Contreras, the prosecutor, said Salazar set out to help Pinochet with the interview ''but ended up sinking him.''  "She tried to defend him and say, 'Poor little Pinochet was very old and tired during the interview,' '' Contreras said. ''But it was too late. The die was cast. We appreciate the interview.''

Salazar insists that Pinochet was making a ''great physical effort'' to speak during the interview and that she wrote the letter because Pinochet's lawyers called her and asked her to describe what he was like during the interview.
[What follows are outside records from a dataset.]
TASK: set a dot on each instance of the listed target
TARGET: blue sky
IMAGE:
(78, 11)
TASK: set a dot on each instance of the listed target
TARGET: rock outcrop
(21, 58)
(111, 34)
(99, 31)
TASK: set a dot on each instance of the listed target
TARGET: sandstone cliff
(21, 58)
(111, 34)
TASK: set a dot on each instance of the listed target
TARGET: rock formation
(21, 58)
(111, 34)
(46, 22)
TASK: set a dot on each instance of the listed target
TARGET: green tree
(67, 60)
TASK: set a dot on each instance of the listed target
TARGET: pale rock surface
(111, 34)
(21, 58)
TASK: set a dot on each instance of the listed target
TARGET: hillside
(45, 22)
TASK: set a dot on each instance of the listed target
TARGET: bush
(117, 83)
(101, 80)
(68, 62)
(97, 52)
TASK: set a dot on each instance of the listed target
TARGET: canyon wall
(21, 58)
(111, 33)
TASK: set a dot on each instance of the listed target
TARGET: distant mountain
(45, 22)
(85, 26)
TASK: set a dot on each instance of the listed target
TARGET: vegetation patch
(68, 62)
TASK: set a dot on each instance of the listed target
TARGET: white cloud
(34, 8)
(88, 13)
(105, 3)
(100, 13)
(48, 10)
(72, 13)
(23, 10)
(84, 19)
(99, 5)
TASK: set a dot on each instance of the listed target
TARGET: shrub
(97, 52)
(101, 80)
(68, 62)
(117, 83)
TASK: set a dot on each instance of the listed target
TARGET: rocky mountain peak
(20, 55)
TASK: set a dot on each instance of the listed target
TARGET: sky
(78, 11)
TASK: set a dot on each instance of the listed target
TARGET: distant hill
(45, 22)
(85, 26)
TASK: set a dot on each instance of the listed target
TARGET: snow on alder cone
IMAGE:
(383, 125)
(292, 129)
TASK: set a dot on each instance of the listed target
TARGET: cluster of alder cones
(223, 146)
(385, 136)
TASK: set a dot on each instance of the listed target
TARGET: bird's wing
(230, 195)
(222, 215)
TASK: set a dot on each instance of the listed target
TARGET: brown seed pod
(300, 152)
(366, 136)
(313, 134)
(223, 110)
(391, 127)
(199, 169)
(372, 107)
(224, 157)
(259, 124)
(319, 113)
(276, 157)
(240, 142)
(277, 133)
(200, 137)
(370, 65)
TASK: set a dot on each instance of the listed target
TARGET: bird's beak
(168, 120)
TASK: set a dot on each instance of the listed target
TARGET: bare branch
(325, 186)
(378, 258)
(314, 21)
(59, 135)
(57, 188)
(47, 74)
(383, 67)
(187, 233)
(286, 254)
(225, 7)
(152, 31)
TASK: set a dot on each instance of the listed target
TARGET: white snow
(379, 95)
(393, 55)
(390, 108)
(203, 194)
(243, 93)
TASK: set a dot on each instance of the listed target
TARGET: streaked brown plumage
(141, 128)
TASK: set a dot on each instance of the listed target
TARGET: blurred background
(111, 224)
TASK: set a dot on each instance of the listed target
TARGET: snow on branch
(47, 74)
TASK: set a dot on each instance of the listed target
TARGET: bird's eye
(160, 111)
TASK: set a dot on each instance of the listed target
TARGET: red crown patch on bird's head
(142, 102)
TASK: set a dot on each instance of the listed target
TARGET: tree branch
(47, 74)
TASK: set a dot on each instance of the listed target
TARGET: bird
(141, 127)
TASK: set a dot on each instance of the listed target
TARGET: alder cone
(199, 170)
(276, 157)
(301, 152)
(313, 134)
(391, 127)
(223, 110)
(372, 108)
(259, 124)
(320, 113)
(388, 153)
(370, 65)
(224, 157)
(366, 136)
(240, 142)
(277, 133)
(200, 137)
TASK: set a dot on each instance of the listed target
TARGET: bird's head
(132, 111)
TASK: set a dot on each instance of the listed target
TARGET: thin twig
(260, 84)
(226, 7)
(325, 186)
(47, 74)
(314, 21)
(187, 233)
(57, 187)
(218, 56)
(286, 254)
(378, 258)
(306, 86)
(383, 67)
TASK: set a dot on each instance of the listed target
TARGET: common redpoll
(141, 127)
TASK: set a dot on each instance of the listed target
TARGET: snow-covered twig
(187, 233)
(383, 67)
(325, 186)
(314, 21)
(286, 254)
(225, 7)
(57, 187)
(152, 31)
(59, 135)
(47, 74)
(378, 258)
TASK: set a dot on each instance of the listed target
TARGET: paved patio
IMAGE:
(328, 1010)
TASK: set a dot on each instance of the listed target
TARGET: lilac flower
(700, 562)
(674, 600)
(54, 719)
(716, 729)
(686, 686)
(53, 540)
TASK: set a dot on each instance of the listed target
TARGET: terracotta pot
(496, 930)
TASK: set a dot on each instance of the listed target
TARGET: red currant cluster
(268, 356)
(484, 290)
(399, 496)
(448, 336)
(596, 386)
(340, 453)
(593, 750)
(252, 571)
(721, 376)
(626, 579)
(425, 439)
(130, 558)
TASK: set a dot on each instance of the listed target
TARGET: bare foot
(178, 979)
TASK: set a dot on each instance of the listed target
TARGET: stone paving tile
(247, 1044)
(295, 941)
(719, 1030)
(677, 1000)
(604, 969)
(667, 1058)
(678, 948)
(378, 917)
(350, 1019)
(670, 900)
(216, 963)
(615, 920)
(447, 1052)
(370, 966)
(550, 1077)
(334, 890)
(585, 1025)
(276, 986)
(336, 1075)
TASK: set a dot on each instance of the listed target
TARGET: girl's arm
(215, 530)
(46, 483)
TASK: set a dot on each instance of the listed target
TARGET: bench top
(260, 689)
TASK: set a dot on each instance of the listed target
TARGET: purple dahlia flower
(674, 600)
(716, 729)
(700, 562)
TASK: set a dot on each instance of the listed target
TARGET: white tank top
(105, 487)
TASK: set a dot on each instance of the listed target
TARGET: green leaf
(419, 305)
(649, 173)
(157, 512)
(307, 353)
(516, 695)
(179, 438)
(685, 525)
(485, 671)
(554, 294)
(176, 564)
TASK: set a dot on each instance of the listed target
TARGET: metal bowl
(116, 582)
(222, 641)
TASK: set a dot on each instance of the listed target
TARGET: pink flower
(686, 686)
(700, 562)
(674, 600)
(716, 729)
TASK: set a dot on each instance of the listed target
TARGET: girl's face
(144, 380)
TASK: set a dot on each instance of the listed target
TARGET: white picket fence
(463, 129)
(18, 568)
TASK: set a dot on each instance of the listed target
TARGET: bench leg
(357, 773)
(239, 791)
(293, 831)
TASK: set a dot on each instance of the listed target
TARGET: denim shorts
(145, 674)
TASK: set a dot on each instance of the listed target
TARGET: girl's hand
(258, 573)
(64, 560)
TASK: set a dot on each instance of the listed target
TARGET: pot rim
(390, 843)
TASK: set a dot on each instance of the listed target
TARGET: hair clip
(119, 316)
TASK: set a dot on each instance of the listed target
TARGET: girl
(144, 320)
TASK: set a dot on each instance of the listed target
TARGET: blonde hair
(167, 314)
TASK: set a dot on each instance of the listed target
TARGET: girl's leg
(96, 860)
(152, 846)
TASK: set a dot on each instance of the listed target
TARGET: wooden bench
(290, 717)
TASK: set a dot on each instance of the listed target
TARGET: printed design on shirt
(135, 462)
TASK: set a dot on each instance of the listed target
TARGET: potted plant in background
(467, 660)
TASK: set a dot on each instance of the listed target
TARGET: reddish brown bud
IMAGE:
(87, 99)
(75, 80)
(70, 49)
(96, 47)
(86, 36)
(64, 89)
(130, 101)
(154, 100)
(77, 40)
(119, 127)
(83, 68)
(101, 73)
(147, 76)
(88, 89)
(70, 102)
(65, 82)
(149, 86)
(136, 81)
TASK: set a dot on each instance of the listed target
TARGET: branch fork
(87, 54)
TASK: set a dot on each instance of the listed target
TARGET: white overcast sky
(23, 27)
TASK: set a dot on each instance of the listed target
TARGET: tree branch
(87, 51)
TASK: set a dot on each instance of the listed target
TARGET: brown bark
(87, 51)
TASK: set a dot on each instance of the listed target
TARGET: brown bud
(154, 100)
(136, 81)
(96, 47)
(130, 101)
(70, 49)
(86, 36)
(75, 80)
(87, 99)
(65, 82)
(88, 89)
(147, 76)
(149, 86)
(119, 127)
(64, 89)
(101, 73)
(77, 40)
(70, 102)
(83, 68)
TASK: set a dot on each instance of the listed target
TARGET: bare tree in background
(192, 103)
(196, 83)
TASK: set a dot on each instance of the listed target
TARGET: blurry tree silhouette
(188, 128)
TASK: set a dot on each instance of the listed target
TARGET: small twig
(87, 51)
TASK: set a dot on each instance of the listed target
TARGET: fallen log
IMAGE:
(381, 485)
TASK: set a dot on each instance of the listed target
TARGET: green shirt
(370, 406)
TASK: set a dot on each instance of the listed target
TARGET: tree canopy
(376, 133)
Augusto Pinochet's role in history is not necessarily determined by this television interview alone.  This may have caused more legal problems for him, but the looming issue is about the US$15 million laundered through 65 accounts at 7 different U.S. banks for a person with a known annual salary of US$10,000.  The previous debate over Pinochet's legacy is whether the military dicatorship was preferrable to the marxist Allende government, and that is an irresolvable and interminable argument of actual history against an unknowable alternative.  But the present debate over Pinochet's personal legacy is the US$15 million for which there is no clean explanation.  He and his family may escape legal liabiilty, but that legacy is surely sealed.

As for Maria Elvira Salazar, will she ever be able to land another interview with a famous political figure?  There will always be politicians vain enough to think that they can do better.